Although OpenAI later spun off its for-profit segment and has been continuously raising funds, at Microsoft's Build Developer Conference in May this year, Altman only appeared remotely to support Microsoft, showing significantly less sincerity compared to his physical presence last year.
Today's Altman, once a highly sought-after "darling" of Silicon Valley tycoons, now seems to have become their "enemy." Those who once helped him achieve success and built bridges for his connections have now become "obstacles" to his ambition for greater achievements.
From Revolutionary to Monopolist
When OpenAI was founded, this non-profit organization carried the purest technological beliefs of Silicon Valley: breaking Google's algorithm monopoly through open-source technology and ensuring that the benefits of AGI reach all humanity.

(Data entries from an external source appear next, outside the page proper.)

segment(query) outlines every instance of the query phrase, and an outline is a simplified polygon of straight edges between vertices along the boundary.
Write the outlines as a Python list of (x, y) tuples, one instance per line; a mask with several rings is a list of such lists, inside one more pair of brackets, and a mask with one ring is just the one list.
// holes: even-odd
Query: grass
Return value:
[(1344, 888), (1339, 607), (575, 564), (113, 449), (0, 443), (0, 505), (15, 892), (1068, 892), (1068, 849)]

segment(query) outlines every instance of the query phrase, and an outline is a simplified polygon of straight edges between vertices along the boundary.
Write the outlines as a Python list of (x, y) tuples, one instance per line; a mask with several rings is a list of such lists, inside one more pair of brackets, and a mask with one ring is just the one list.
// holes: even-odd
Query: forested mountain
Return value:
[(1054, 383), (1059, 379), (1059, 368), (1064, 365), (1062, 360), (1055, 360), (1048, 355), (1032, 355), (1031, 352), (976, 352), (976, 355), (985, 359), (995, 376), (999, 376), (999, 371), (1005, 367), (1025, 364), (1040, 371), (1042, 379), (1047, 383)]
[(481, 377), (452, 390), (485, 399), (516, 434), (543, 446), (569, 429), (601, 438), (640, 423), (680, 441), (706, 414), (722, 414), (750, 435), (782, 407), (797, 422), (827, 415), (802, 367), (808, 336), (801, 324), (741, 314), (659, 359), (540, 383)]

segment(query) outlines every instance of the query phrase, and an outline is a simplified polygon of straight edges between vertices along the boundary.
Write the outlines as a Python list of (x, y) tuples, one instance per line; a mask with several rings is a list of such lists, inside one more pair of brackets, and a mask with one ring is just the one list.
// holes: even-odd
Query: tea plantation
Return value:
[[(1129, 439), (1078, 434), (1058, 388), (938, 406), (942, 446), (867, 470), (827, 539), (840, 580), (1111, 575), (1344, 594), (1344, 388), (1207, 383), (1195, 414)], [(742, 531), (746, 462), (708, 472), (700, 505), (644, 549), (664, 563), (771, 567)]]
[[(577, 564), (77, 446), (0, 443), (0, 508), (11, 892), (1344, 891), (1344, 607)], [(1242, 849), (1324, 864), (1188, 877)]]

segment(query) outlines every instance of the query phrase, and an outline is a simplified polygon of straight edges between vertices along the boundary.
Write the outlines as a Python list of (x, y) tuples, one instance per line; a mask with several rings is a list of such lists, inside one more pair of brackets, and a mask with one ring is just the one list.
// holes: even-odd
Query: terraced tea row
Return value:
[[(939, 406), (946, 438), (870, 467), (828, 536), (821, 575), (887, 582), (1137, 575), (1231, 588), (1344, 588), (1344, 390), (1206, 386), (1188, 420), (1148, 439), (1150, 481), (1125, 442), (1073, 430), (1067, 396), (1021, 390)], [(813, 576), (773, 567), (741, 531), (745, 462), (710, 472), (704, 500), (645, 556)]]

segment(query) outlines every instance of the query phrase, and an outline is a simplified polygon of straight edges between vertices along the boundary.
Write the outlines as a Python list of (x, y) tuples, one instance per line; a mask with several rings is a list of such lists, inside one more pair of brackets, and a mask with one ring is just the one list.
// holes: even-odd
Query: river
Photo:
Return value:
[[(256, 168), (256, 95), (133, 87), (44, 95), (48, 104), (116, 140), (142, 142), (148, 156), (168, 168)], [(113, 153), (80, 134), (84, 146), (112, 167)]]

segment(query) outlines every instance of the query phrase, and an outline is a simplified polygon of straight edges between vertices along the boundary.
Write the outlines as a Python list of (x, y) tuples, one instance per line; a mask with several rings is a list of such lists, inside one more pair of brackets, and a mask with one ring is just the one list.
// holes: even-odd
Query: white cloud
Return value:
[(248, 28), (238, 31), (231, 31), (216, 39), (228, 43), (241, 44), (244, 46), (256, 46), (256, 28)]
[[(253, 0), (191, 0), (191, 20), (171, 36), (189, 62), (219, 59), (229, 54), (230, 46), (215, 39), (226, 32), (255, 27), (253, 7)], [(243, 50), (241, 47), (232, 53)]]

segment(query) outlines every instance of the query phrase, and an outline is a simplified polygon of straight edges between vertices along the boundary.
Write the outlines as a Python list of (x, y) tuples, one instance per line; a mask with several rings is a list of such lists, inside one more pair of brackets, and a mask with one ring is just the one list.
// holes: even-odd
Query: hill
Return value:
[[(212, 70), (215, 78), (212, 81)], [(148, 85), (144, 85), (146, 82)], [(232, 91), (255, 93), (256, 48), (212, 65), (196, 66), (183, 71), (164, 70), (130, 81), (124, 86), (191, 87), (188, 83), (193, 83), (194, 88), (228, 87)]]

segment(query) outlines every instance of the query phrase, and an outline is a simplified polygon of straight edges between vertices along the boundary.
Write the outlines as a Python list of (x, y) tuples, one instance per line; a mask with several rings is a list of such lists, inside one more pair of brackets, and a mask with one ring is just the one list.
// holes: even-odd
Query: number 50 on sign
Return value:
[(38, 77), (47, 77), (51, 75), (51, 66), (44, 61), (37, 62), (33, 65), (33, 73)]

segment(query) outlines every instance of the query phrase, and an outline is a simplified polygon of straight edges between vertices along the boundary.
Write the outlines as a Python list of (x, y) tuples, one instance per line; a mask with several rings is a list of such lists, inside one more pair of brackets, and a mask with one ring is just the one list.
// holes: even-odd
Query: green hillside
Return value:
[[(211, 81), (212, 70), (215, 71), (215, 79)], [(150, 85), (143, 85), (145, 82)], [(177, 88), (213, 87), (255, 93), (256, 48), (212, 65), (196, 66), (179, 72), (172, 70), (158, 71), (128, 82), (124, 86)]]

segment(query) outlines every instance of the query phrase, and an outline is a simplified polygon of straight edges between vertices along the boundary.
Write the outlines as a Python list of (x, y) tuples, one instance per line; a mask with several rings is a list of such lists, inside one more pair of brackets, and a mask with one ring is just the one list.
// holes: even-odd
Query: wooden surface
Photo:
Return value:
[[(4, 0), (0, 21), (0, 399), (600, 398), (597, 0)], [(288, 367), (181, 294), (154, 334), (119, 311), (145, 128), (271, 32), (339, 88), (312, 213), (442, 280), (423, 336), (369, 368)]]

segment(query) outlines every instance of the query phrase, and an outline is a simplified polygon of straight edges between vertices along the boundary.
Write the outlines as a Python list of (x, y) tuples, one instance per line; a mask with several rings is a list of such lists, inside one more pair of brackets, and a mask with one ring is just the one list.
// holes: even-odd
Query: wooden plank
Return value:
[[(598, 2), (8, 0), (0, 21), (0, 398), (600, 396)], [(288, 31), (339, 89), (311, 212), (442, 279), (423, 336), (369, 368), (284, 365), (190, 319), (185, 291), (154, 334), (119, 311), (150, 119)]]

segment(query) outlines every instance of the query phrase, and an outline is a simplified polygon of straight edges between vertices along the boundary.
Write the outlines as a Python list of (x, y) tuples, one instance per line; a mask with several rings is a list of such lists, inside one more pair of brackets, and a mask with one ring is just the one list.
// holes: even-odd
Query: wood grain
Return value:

However, the development of large models soon exposed a cruel reality - it was essentially a money-burning game. Altman needed to continuously inject funds and resources to replenish the company's development, even having to oppose his former ally Musk.
Currently, ChatGPT has 800 million weekly active users, and the huge user base has kept the company's GPU clusters operating under heavy load, leaving the team exhausted. Meanwhile, OpenAI's valuation has surpassed $300 billion, making it one of the largest private funding projects in tech history, placing an increasing burden on Altman's shoulders.
Altman's current rift with the Silicon Valley power structure is also to gain more sustainable development momentum. After all, maximizing profits is an unavoidable rule on the path to commercialization.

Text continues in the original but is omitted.